Seulement, la compassion n’œuvre en rien à l’émancipation des peuples autochtones.
Ce 28 novembre sort la deuxième saison de Struggle Street, une série documentaire tournée dans les banlieues délaissées de Sydney Ouest qui avait suscité de vives critiques, tant du côté des politiques que d’une partie des personnes issues des communautés portées à l’écran.
Stephen Bali, le maire de Blacktown, une des villes dont la misère avait été filmée dans la première saison, avait qualifié la série de « porno sur la pauvreté ». Il dénonçait alors le parti pris biaisé de SBS et KEO Films Australia, les sociétés de diffusion et de production à l’origine du projet, de n’allumer leurs caméras que devant la violence et la détresse, quitte à forcer certaines scènes.

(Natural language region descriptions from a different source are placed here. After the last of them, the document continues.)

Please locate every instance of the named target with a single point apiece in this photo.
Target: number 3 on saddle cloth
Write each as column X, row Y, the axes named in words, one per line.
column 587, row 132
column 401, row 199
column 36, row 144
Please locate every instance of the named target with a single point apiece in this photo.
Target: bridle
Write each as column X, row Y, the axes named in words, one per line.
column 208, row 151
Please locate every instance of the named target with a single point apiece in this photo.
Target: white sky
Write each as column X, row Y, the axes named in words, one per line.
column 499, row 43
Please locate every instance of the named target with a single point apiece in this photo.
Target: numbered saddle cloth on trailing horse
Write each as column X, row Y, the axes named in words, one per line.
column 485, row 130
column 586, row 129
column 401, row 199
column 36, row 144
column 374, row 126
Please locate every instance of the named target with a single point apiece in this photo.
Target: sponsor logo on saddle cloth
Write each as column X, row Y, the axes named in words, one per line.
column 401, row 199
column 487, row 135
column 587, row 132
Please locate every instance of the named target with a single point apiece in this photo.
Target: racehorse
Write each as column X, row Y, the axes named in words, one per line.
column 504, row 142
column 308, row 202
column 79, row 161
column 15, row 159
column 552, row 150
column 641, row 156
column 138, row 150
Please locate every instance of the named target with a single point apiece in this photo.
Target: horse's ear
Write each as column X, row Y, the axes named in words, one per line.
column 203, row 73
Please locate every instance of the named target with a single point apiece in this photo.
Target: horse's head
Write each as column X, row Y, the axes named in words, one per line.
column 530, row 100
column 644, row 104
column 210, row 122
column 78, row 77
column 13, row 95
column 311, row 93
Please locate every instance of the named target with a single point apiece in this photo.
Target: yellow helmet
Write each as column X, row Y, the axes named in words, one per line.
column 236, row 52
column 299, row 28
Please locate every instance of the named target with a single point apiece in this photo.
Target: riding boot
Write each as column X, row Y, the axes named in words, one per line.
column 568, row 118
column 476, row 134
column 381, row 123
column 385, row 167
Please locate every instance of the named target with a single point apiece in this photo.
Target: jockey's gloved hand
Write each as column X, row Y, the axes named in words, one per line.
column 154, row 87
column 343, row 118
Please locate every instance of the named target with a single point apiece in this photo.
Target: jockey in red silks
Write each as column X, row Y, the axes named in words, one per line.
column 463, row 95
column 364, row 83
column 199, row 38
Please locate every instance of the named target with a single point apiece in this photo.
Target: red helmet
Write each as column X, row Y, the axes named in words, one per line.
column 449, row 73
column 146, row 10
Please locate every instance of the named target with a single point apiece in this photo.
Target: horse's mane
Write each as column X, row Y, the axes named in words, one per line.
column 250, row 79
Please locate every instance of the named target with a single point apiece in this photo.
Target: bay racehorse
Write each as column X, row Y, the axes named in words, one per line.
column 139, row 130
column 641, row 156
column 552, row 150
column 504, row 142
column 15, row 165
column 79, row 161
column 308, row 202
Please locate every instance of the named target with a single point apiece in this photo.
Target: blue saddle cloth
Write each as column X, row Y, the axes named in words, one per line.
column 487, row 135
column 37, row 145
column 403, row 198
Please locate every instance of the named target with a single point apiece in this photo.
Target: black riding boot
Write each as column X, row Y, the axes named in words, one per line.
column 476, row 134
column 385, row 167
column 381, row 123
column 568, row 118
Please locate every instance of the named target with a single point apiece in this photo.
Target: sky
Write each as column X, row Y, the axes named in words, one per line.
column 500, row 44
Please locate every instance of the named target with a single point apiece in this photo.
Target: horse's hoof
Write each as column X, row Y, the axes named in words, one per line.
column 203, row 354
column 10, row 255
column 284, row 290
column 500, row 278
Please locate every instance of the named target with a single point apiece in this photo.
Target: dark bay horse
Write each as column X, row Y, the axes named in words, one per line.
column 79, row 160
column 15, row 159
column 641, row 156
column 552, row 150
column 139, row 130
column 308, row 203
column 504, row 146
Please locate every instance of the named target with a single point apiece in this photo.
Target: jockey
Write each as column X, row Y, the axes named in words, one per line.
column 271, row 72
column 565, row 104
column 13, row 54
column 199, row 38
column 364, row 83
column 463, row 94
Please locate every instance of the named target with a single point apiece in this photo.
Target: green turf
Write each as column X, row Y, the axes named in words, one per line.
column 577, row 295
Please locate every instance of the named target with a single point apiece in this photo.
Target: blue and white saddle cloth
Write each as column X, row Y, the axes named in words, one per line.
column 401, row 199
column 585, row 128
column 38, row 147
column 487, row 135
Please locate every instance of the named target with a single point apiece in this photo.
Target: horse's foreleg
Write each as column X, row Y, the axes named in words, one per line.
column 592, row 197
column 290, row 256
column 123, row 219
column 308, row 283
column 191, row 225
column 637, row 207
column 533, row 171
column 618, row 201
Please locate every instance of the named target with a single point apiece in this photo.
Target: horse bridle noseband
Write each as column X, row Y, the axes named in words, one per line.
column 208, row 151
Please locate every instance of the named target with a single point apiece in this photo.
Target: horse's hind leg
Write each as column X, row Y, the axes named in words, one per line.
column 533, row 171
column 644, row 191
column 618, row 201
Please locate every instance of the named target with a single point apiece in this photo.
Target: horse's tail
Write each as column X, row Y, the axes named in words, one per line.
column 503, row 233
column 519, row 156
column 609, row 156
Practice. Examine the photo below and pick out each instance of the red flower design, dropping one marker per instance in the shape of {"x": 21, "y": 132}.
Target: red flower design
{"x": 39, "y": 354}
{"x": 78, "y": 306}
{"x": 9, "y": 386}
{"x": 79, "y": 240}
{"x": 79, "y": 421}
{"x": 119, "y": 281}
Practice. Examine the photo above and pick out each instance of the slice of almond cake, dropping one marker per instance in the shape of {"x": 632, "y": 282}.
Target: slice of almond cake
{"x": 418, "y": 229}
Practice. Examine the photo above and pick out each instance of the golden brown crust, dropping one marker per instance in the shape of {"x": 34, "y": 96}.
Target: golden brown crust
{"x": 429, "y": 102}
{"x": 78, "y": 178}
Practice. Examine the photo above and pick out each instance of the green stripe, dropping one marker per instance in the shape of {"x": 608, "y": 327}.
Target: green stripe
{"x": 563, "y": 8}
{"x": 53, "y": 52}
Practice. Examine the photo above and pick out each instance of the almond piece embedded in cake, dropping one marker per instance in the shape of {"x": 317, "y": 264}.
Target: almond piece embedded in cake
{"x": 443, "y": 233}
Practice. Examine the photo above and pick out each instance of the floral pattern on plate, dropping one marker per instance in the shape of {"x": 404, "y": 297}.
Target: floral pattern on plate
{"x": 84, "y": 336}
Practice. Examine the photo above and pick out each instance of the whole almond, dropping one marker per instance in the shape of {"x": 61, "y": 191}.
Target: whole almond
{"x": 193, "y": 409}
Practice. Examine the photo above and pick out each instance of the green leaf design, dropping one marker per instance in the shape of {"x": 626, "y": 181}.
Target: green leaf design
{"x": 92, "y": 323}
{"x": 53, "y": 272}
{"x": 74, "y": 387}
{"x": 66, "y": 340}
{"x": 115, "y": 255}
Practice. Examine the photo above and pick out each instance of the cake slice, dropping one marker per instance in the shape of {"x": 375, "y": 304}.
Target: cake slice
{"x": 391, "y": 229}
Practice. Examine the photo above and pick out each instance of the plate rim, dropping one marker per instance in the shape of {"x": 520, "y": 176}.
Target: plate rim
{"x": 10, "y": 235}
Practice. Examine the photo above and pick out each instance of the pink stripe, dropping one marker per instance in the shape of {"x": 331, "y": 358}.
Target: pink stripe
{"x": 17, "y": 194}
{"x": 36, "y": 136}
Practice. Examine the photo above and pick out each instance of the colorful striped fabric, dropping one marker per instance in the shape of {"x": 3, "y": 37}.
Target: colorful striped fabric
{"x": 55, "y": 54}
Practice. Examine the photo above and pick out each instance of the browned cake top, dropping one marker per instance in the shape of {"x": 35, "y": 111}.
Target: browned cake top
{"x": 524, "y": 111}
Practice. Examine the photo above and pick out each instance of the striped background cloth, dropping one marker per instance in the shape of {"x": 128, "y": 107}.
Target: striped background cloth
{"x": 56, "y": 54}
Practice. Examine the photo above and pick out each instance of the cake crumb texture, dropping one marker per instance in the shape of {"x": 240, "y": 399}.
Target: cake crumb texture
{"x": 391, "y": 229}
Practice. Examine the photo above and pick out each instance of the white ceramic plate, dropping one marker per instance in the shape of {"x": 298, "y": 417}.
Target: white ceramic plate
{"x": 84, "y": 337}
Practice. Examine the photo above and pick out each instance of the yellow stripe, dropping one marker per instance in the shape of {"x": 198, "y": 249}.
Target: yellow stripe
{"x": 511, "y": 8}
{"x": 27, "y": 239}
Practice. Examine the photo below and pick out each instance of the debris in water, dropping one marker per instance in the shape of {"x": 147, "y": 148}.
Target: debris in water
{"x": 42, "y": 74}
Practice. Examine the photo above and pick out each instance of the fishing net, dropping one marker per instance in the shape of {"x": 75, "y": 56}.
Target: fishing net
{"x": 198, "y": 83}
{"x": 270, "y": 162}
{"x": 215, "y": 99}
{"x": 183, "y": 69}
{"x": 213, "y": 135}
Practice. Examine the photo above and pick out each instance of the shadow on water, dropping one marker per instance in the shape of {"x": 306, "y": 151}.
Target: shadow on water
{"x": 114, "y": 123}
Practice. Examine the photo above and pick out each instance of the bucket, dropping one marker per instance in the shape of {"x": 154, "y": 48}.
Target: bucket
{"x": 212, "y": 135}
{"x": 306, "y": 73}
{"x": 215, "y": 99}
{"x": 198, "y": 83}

Un récit unique et misérabiliste
Au-delà de la série, c’est la question de la représentation même qui est faite de ces communautés à l’écran qui se pose. Et notamment celle des Aborigènes.
Chelsea Bond, maître de conférence à l’Université de Queensland et membre d’une organisation pour le développement de la communauté indigène d’Inala Wangarra, écrivait ainsi, peu après la sortie de la première saison :
« Mon combat avec Struggle Street en tant que programme télévisé est qu’il représente une histoire unidimensionnelle de la pauvreté, qui met en valeur les agents individuels, au-dessus des facteurs structurels qui créent et enracinent les inégalités de revenus. Alors qu’elle essaye d’offrir un portrait attentionné et compatissant de ses “personnages”, cette narration est loin d’être émancipatrice. »
Aujourd’hui, elle réitère, et dépasse le cadre étroit dans lequel Struggle Street inscrivait la vie des « blackfellas », ces Aborigènes d’Australie dont les luttes se sont inspirées du mouvement Black Lives Matter.
Pour les populations concernées, le risque n’est pas tant d’être discriminées, puisqu’elles le sont déjà. Le problème est l’« appétit national pour le désespoir indigène », à cause duquel les Aborigènes n’apparaissent sur un écran de télévision que pour être montrés dans des situations de désolation. (...)
Un droit à l’autodétermination « reconnu », mais sans effet
Or ces chroniques du désespoir n’ont jusque-là pas contribué à améliorer la situation des Aborigènes, en dépit de toutes les commissions d’enquête et les rapports locaux, nationaux ou royaux.
Cette confiscation d’une parole et d’une histoire autres que celles du misérabilisme, qui induit un paternalisme forcené —en 2006, le ministre de la santé Tony Abbott réclamait un « nouveau paternalisme » pour régler la situation des Indigènes—, s’inscrit dans une longue histoire politique où les Aborigènes ont constamment été tenus à l’écart des décisions les concernant.
En 2007, l’ONU avait adopté la Déclaration des droits des peuples autochtones, en dépit du vote contre de quatre pays : les États-Unis, le Canada, l’Australie et la Nouvelle-Zélande, où se trouve évidemment la majorité des communautés autochtones.
Ce n’est que deux ans plus tard que l’Australie a reconnu cette déclaration, qui affirme notamment que « les peuples autochtones ont le droit à l’autodétermination et qu’en vertu de ce droit, ils déterminent librement leur statut politique et recherchent librement leur développement économique, social et culturel ».
Pour autant, les Aborigènes luttent toujours pour une reconnaissance constitutionnelle et le « contrôle de leur destinée », alors qu’ils demeurent, proportionnellement, « les gens les plus incarcérés sur la planète », comme le rappelait la Déclaration Uluru en mai dernier. (...)
Contre ces multiples formes de dépossessions, les autochtones s’organisent pour créer leurs propres espaces de parole, que ce soit à la radio, en film ou grâce à des documentaires. En 2003, le Wapikoni mobile naissait au Canada, se présentant comme le « studio ambulant de formation et de création audiovisuelle des premières nations ». Ces initiatives demeurent cependant marginales, et appellent un traitement collectif des questions relatives aux communautés autochtones.